Cet ouvrage, préfacé par Jacques Attali, constitue la thèse de doctorat d’État du docteur Prithwindra Mukherjee. Dirigée par Raymond Aron, elle fut soutenue en 1986 devant un jury présidé par Emmanuel Le Roy Ladurie.
L’auteur sociologue, écrivain, poète et musicologue rend ainsi un hommage fervent à son grand-père Jatindra Nâth Mukherjee qui fut l’un des acteurs principaux du mouvement d’indépendance indien.Bien que relativement ancienne cette thèse est d’une brulante actualité. En effet, à un moment où l’Inde s’affirme comme une des puissances du XXIe siècle, il n’est pas inutile de comprendre comment c’est construit cet immense pays et sur quels fondements idéologiques et culturels il a conquis son indépendance et bâti son identité.
Ainsi, l’intérêt particulier de ce livre, et son originalité, est non seulement de retracer le cheminement intellectuel de ce processus, mais de mettre en évidence le fait que, contrairement à l’opinion la plus répandue, du moins en Occident, selon laquelle cette indépendance avait été arrachée par Gandhi, et sa doctrine de non-violence, elle était aussi le fruit d’un long processus révolutionnaire radical auquel un grand nombre d’intellectuels indiens ont participé, jouant un rôle déterminant dans l’affirmation du nationalisme indien et dans la lutte radicale et violente pour l’indépendance.
Du pionnier Râmmohun Roy dès le tout début du XXe siècle jusqu’à Sri Aurobindo, le véritable père du mouvement de l’indépendance en Inde et Jantindra Nâth Mukherjee, son disciple « le penseur en action », l’auteur décrit l’itinéraire de ces révolutionnaires indiens dont le cheminement s’inspire et s’inscrit dans une culture pluriséculaire, celle du Bhagavad Gitâ. L’auteur explique que la conception patriotique en Inde relève de la conception védique de la terre en qualité de mère. Bipin Chandra Pâl écrit « La mère, de même que la terre natale considérée comme une mère, sont plus glorieuses que le paradis ».

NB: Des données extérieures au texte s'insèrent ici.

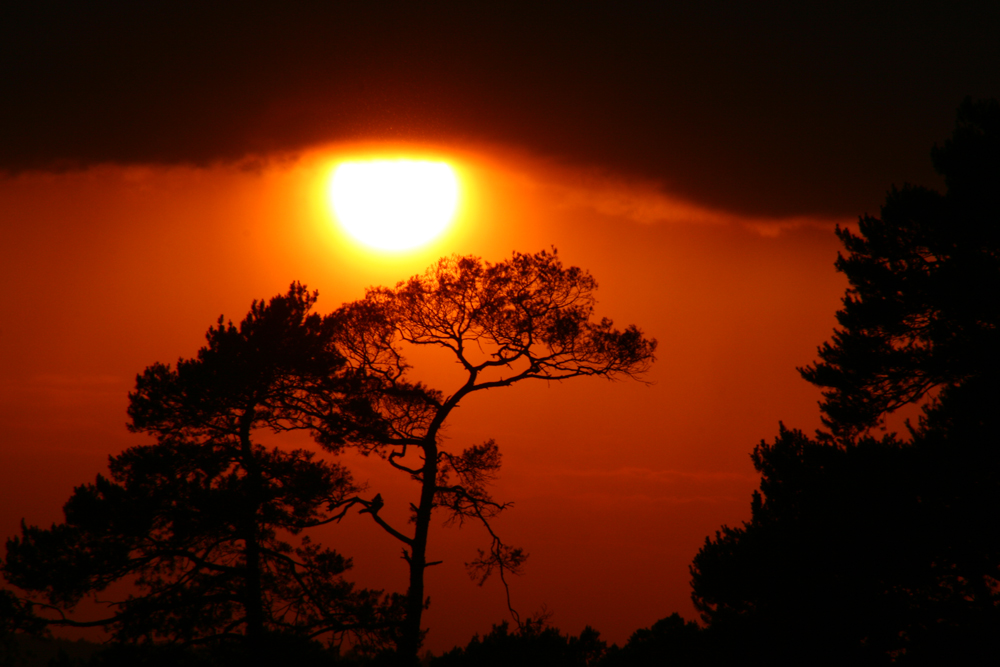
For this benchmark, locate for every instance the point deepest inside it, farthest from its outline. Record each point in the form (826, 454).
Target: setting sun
(394, 204)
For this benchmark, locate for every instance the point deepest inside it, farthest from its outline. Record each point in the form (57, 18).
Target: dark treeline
(864, 546)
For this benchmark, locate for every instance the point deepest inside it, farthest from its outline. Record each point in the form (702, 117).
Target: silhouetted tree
(201, 522)
(527, 318)
(923, 306)
(869, 550)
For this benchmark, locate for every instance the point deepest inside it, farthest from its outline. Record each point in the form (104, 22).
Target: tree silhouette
(527, 318)
(865, 549)
(200, 522)
(924, 298)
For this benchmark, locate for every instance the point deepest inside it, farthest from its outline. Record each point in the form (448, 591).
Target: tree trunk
(410, 635)
(253, 599)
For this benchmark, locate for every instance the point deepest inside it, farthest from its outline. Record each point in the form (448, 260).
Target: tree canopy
(526, 318)
(923, 306)
(201, 524)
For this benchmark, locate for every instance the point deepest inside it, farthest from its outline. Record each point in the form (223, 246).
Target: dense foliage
(871, 548)
(201, 524)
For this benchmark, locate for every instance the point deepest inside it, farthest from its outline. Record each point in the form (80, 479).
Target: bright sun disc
(394, 204)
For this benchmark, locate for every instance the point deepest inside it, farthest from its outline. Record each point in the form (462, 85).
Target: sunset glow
(394, 204)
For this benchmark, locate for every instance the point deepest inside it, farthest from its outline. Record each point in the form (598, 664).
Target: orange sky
(615, 484)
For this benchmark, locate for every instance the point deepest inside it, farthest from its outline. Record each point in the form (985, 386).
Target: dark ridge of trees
(206, 525)
(526, 318)
(534, 644)
(868, 548)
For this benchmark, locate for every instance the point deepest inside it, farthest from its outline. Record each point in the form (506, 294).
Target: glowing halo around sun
(394, 204)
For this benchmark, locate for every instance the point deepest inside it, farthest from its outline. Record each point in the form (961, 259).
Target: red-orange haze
(615, 485)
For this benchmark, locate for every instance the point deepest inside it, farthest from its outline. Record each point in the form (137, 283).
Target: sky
(165, 163)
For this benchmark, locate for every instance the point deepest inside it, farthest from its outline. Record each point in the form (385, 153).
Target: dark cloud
(752, 107)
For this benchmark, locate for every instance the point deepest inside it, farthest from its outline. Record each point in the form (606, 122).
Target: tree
(200, 521)
(866, 549)
(923, 306)
(527, 318)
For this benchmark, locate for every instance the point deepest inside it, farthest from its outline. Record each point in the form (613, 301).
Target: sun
(394, 204)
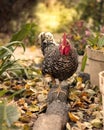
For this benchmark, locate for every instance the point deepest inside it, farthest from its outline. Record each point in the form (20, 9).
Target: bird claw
(58, 91)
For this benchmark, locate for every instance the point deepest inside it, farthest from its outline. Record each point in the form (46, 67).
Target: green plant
(78, 35)
(8, 63)
(95, 41)
(27, 33)
(9, 113)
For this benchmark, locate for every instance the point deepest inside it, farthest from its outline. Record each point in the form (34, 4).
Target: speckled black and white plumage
(55, 64)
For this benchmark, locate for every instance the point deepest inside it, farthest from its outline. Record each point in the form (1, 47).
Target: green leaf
(8, 114)
(84, 60)
(2, 92)
(20, 35)
(100, 42)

Ce livre éclaire ainsi une période fondamentale pour l’indépendance de l’Inde, occultée par l’historiographie officielle. Il montre que la période 1893-1918 fut une période charnière pour l’élaboration du projet dont Gandhi fut l’héritier.
Au-delà de ce contexte indien et en ces temps de révolutions, cet ouvrage est aussi une réflexion sur le thème de la révolution et la place de la violence dans l’histoire. Comme le rappelle l’auteur à la base du patriotisme indien demeure une soif de justice.
Cet ouvrage est indispensable à celui qui s’intéresse à l’histoire de l’Inde et aux mouvements révolutionnaires, et veut comprendre l’Inde moderne. S’appuyant sur un fond documentaire constitué personnellement à partir d’entretiens et de correspondances pendant de nombreuses années, ce document est irremplaçable.